The Nigerian army has made good its promise to partner with Innoson motor.

The army has started taking delivery of some of the vehicles it ordered from the indigenous car manufacturer

– The vehicles will be used for the army’s operations in the northeast

The Nigerian army has started taking delivery of some of the vehicles it ordered from Innoson motors.

This was disclosed by the director, army public relations; Brigadier General Sani Kukasheka Usman, via a Facebook post.

The army spokesman also stated that the vehicles have been configured fit for deployment into Operation Lafiya Dole theatre of operations in the northeast.

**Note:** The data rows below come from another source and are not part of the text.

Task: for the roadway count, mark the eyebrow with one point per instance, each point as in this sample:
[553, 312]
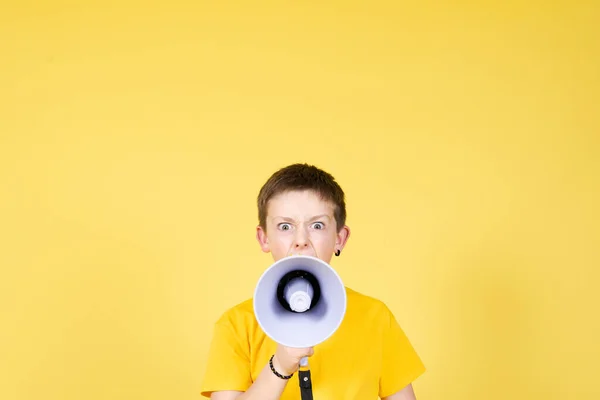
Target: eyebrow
[312, 219]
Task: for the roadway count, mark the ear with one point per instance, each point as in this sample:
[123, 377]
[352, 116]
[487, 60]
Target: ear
[263, 241]
[342, 237]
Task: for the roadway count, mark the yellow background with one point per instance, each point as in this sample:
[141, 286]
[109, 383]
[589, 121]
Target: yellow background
[134, 137]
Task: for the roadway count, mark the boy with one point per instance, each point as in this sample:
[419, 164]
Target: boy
[302, 210]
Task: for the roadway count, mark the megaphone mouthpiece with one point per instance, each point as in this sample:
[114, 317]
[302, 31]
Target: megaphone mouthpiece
[299, 301]
[298, 291]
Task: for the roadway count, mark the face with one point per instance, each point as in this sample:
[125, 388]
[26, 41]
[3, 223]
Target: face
[300, 223]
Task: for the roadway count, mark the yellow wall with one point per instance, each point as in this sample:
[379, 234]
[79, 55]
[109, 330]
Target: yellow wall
[134, 138]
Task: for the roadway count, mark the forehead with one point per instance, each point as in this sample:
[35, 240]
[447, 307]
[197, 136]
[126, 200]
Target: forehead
[299, 204]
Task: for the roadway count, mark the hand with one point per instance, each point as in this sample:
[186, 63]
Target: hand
[287, 359]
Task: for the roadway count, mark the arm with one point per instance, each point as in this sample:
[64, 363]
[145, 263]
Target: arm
[267, 385]
[405, 394]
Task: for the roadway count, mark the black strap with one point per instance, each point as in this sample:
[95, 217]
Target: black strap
[305, 384]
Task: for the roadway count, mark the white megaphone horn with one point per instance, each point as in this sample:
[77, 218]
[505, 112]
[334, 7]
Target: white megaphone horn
[300, 301]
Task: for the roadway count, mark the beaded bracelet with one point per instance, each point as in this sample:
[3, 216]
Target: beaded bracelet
[275, 372]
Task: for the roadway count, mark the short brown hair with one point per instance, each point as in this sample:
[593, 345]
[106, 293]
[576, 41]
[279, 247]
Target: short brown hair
[303, 177]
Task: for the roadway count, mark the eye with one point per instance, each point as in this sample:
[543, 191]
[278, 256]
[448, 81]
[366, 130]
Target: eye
[285, 226]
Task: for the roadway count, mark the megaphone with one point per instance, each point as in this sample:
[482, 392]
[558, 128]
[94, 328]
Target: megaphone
[299, 301]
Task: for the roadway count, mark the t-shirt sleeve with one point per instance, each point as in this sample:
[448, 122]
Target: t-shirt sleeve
[401, 364]
[228, 366]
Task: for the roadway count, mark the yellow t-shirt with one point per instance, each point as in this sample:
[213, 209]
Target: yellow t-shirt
[368, 356]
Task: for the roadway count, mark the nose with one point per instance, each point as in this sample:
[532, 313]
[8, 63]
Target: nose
[301, 241]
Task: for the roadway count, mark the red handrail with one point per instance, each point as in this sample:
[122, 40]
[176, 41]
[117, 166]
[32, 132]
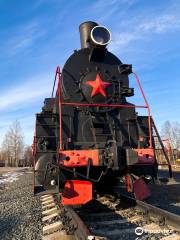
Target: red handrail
[60, 103]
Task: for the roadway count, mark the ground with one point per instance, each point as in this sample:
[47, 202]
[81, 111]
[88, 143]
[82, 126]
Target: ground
[20, 210]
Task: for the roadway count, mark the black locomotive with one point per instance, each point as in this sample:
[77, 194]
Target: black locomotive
[89, 135]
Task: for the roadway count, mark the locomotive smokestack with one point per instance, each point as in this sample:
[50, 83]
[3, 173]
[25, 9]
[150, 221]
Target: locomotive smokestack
[85, 33]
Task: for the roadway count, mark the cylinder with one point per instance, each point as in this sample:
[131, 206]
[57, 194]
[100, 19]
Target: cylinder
[85, 32]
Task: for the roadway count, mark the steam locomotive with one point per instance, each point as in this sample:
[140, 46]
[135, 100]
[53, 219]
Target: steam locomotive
[88, 136]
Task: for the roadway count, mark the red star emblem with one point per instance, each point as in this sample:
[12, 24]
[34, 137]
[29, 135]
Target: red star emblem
[98, 86]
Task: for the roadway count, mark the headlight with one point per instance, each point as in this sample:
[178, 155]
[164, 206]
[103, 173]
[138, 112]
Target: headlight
[100, 35]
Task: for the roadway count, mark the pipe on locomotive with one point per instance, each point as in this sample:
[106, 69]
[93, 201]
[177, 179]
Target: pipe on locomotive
[91, 34]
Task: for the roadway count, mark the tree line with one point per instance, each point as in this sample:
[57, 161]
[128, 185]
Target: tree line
[14, 152]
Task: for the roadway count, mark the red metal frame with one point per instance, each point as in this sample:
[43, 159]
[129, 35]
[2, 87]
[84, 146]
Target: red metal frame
[58, 75]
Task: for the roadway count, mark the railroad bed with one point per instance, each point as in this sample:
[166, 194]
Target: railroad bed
[23, 216]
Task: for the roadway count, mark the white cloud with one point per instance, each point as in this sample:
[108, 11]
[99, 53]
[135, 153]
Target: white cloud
[34, 89]
[24, 37]
[143, 28]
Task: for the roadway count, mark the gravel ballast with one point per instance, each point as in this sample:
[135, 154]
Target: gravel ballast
[20, 211]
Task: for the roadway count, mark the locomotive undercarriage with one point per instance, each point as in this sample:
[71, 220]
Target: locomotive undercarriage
[115, 158]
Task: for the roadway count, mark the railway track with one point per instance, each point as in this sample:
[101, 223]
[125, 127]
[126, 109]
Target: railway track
[108, 217]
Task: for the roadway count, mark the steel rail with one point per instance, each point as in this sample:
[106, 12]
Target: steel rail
[163, 216]
[80, 229]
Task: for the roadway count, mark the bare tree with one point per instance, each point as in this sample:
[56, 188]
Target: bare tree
[171, 131]
[13, 144]
[28, 157]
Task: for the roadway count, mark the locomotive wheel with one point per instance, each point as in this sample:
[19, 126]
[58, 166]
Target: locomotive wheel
[40, 169]
[129, 182]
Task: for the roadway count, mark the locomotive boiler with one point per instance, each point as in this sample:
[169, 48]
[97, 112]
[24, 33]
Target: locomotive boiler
[89, 135]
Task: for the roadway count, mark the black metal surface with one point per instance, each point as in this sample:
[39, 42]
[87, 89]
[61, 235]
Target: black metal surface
[113, 131]
[85, 30]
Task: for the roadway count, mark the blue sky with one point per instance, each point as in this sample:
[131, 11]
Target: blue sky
[38, 35]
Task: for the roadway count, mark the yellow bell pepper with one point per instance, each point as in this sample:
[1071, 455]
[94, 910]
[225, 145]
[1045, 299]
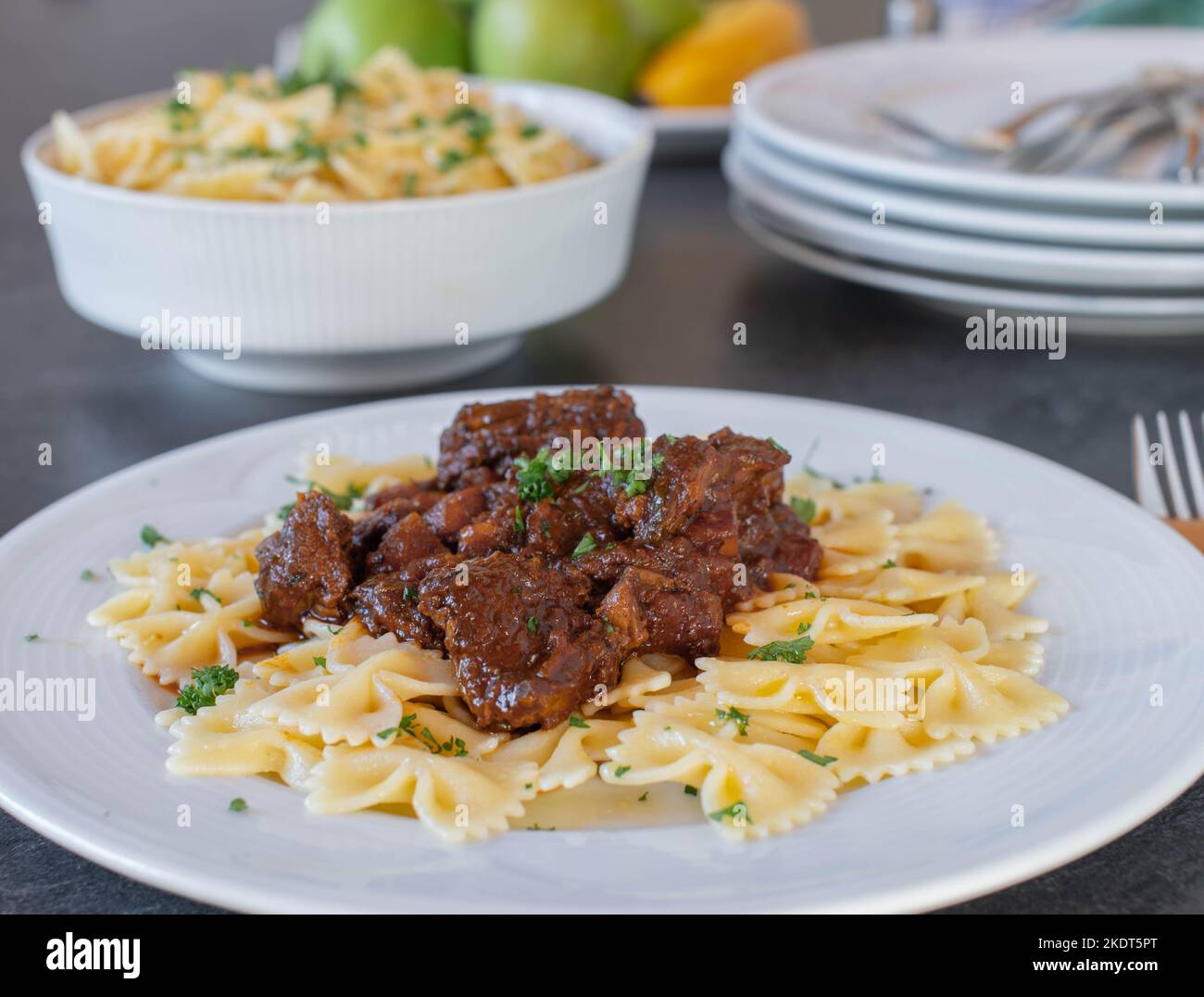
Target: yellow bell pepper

Nigerian Army takes delivery of Innoson motors for its operations
The vehicles were specifically configured to fit into the Operation Lafiya Dole in the North-east. Photo credit: SK 

He also shared pictures of the vehicles already delivered by the Nnewi-based indigenous car manufacturer.

African Entertainment gathered that the specific areas of partnership between the Nigerian army and the company includes immediate supply of 100 vehicles, supply of appropriate gears, engines and chassis required for immediate modifications and repairs of armoured fighting vehicles in the northeast theatre of operations.

It also includes identifying requirements for production of armoured fighting vehicle in Nigerian Army Central Workshop in Kaduna and enhancing capacity of Nigerian army personnel to actively participate on the successful implementation of these joint ventures.

Innoson motors had earlier shared the photos of the vehicles on their social media platforms.